Cranach-Altar
Wil dan tot u bekeren ons hart en zijn begeren
Nummer 1 in het Erfurt Enchiridion uit 1524, Luthers eerste liedboek, is van een vrouw. Herr Christ, der einig Gotts Sohn. Elisabeth Cruciger had het geschreven voor de kersttijd: een beknopt maar krachtig lied van aanbidding voor de glanzende Morgenster van Christus die nieuw leven in onze harten wekt. Er klinkt een oude latijnse hymne in door. De melodie is van een oud liefdeslied. Bach gebruikte het gezang later in een van zijn cantates. In 1534 was het lied al vertaald in het Engels. Het staat als lied 517 in het Liedboek, vertaald door Sytze de Vries. In het vorige liedboek stond het als gezang 158, herdicht door Ad den Besten.
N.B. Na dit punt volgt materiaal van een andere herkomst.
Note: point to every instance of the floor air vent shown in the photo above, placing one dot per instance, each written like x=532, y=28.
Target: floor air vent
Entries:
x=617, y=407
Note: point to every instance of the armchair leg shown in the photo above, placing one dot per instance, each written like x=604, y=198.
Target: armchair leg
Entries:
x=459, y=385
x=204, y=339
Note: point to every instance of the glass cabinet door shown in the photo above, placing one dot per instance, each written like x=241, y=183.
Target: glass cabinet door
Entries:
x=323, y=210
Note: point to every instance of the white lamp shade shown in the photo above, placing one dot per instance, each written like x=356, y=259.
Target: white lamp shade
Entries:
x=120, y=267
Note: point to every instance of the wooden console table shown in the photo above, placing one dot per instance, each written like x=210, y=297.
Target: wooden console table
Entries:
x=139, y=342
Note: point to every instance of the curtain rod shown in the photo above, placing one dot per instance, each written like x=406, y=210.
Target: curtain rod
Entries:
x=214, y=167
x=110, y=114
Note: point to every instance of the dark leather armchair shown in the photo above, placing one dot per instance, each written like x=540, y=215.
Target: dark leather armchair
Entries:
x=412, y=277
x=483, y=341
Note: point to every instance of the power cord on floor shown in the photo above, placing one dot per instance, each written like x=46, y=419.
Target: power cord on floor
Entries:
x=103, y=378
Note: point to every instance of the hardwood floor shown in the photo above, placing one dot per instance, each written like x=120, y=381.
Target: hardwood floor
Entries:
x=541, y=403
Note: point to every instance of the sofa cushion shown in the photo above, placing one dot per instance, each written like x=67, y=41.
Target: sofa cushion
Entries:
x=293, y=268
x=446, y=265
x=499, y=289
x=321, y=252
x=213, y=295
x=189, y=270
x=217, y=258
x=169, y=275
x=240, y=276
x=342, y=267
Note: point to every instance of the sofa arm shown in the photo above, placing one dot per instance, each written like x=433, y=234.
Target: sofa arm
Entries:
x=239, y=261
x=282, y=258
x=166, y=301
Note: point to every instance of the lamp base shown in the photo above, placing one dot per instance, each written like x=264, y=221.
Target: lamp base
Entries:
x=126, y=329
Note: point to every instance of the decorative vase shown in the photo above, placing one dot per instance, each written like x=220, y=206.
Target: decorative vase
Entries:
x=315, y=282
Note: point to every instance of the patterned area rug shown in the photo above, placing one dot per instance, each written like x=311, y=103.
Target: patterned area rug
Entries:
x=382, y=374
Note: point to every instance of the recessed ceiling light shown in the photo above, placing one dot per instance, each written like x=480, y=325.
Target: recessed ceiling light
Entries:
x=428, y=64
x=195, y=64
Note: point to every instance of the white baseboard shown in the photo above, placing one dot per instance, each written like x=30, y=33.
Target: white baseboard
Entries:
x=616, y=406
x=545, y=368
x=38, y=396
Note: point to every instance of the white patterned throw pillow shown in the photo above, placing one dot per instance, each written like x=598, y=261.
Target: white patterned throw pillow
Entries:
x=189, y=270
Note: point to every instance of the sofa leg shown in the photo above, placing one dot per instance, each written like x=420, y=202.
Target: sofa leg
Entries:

Dankzij haar adellijke komaf kreeg Elisabeth von Meseritz een gedegen opleiding in een klooster bij Treptov in Pommeren. In de regio werd de boodschap van de Reformatie verspreid door Johannes Bugenhagen, werkzaam op een naburige school. Bugenhagen werd stadspredikant in Wittenberg. Toen de jonge non uit haar klooster vluchtte vond ze bij hem onderdak. In 1524 trouwde ze met de theoloog Caspar Cruciger. Bugenhagen bedelde toen bij keurvorst Frederik om een flinke bijdrage voor een groot huwelijksfeest voor zijn beschermelinge, ter compensatie voor het verdriet om de afwezigheid van de katholieke familieleden.
Het echtpaar hoorde tot het circuit van vrienden en collega’s van Maarten en Käthe Luther. Caspar hielp Luther bij zijn bijbelvertaalwerk. Else komt voor in de notities van Luthers Tafelgesprekken in het klooster van het gezin Luther. Een van haar twee kinderen trouwde met zoon Hans Luther. Maar toen was ze al overleden.
Haar vraag aan tafel was hoe een gelovig christen zich moet gedragen in een kerk waarin een katholiek priester de mis opdraagt. Dacht ze nog aan haar familie die niet bij haar trouwen had willen zijn? Luther antwoordde dat je best mee mocht doen aan een publieke mis als daar het geloof in de tegenwoordigheid van Christus in het altaarsacrament beleden werd.
Haar lied verscheen tot 1532 anoniem. Dat ook een vrouw taal leverde voor de verkondiging, al was het maar in een lied, werd vervolgens wel als een teken van de Eindtijd begroet, een vervulling van de profetie uit Joël 2 dat de Heilige Geest in het laatste der dagen ook dochters laat profeteren, net zoals ook het optreden van de Reformator werd gezien als een teken van Gods ingrijpen. Maar er was ook verzet: lang is haar lied in diverse bundels onder een mannelijke naam herdrukt.